I have been thinking a lot about this path in my life that I am on and have come to the conclusion that I am Oh so Lucky! I have days where I have lots of questions and doubts and feel like I have no idea where this is all leading, and then I have days where I am so certain and moved and inspired and feel so blessed to have both the intense and easy experiences.
These past few weeks have been full and a bit of a whirlwind. I have been emotional but really present in a way that I have never been before. I am able to see my doubts arise and acknowledge such uncertainty and lack of support for myself in a totally different way. My hope is that all this work that am and have been doing for some time now is helping me to transform this feeling of not good enough into something wonderful and useful and helpful.
These last few days I have spent in recovery mode. I was so incredibly tired after the immersion and I think after everything that has gone on with the loss of my baby and the releasing a lot of emotion both old and new. I do feel lighter on many levels and feel that I am finally starting to digest the lessons and blessings of these past few weeks.
A lot of what has been on my mind is that of Gratitude. I feel such Gratitude for all my teachers past and present and those who I will learn from in the future. I feel that each teacher that I have studied with teaches me something new. I love all of my teachers for different reasons. Of course what I love most is how they are just themselves. From each of my teachers I have learned how important it is to just be me and trust that if I teach from that place it will come out right and teachings will flow through me effortlessly.
Since my move here to Tucson, I feel that I have grown tremendously as a student and teacher.
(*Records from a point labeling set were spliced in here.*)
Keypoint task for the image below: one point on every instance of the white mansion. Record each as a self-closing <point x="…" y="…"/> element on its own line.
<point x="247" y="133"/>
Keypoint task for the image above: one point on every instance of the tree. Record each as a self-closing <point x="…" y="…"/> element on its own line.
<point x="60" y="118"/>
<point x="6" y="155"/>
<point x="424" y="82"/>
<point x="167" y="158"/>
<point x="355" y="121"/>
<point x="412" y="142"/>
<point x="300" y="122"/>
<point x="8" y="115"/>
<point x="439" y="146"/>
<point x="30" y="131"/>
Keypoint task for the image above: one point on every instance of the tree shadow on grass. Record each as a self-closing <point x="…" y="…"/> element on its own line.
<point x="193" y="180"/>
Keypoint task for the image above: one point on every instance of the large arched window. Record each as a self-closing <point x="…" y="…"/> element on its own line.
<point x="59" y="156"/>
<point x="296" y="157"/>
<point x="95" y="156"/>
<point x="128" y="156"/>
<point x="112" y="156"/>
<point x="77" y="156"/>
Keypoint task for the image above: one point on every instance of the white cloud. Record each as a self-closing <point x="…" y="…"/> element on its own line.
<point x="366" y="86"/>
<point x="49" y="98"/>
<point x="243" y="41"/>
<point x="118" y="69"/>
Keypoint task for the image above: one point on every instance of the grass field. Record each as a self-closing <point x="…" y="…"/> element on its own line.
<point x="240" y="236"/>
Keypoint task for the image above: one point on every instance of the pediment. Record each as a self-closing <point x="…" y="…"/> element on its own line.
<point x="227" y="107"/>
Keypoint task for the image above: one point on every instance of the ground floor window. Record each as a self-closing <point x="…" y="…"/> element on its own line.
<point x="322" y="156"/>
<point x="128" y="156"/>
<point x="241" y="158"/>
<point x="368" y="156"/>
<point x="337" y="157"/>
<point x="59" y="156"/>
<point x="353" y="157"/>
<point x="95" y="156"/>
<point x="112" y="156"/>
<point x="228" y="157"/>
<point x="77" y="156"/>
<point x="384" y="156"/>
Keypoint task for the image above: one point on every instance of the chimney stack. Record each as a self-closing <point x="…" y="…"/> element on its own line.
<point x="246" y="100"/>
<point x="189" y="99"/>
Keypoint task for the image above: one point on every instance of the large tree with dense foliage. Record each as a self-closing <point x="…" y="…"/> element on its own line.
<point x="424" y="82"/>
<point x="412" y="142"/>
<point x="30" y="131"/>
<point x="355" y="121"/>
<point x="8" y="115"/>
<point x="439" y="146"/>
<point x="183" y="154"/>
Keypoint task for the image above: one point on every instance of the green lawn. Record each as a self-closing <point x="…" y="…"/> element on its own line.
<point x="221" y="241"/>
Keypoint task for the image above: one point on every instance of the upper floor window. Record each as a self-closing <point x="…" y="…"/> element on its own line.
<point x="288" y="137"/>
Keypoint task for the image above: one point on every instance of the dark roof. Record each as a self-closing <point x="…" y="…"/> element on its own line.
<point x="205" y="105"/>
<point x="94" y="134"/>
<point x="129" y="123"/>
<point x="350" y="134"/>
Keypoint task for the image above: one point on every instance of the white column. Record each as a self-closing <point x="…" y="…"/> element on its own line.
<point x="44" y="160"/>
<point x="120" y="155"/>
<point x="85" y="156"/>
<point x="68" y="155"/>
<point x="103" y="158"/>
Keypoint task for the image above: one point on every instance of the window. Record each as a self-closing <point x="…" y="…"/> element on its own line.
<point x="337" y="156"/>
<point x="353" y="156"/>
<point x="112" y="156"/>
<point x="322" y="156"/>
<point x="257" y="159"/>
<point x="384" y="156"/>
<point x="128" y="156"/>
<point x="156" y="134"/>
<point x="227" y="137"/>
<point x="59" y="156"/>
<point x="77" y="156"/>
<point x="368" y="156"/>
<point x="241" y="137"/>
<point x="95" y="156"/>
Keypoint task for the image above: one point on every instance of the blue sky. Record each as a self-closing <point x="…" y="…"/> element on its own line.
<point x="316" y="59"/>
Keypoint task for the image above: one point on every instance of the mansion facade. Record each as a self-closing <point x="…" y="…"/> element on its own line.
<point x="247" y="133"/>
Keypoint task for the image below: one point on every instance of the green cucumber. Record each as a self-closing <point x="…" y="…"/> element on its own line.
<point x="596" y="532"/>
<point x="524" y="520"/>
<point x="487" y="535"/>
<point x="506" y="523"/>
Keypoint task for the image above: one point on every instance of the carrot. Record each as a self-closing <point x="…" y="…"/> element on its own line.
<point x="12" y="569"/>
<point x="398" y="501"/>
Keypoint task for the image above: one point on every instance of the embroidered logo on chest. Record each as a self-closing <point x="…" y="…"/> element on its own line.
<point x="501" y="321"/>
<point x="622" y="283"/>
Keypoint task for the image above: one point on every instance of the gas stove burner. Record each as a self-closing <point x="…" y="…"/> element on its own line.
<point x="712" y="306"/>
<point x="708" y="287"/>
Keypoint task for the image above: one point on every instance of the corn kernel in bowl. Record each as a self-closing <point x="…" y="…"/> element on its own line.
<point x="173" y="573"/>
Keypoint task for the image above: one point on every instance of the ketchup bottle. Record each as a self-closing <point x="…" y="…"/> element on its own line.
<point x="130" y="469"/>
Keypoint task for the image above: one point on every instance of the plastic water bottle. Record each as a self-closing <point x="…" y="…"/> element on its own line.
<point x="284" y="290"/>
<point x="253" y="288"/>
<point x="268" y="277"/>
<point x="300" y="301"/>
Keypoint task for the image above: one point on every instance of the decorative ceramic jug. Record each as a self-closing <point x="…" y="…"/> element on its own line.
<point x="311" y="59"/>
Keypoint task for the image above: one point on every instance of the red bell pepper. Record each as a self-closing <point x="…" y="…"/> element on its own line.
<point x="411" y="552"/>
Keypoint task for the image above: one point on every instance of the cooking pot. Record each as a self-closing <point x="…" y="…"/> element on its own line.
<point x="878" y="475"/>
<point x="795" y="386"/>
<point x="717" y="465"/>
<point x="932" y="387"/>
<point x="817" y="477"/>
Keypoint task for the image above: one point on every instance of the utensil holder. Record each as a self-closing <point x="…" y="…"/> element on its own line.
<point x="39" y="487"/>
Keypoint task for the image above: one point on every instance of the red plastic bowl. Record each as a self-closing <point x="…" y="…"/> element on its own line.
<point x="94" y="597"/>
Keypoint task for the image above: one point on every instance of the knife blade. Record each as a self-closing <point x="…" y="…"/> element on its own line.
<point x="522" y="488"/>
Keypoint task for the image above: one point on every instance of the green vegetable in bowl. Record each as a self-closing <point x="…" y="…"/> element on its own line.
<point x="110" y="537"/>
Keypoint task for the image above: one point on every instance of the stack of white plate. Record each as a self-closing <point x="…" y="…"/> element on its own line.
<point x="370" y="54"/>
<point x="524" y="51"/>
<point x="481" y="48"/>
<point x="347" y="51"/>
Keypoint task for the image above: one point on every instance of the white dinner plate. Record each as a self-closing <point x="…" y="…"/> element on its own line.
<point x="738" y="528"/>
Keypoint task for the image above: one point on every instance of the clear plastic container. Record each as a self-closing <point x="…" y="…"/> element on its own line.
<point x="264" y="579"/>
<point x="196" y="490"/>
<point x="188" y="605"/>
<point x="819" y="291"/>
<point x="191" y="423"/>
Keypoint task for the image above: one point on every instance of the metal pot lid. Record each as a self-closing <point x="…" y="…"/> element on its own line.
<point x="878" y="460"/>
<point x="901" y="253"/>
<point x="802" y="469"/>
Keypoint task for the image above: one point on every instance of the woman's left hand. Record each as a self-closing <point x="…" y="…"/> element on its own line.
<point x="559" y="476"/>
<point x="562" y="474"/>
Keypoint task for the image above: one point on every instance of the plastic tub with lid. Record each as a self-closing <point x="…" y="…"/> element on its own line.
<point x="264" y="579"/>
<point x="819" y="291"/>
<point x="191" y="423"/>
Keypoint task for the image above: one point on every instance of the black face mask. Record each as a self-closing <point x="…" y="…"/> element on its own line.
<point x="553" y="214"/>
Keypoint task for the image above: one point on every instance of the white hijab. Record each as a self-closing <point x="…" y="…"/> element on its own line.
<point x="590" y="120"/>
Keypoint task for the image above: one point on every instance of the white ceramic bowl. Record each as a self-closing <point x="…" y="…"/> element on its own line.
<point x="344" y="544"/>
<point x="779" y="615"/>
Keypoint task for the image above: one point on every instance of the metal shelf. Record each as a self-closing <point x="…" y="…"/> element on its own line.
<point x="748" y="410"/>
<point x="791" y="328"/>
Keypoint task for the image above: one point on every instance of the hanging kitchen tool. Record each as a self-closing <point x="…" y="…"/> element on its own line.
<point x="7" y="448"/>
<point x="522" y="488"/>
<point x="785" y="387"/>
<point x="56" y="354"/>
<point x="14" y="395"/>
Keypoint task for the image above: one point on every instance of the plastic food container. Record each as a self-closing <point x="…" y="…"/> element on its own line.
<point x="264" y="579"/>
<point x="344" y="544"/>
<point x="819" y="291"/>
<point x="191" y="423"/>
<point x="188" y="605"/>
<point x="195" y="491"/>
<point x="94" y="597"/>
My eyes tear up as I write this because I have had to face my own fears to step into this arena. I felt immensely intimidated when I moved here and to show up and teach was a huge hurdle for me. It is even more difficult when you can feel that not everyone is ready to open to or accept what you have to offer just because it or you are new. But here I am. I now teach several classes a week at YO and love it and the people. I have such a great group of people I meet with every week to share the teachings and growth with. The main lesson I have learned is just to be real. I show up as I am and share what I learn and hope that it is relatable, useful, uplifting and inspiring. It matters to me to help and make a positive difference in a similar way that my teachers have done for me.
So I give thanks to all of my teachers for their authenticity, generosity and knowledge, and for all the love they give out.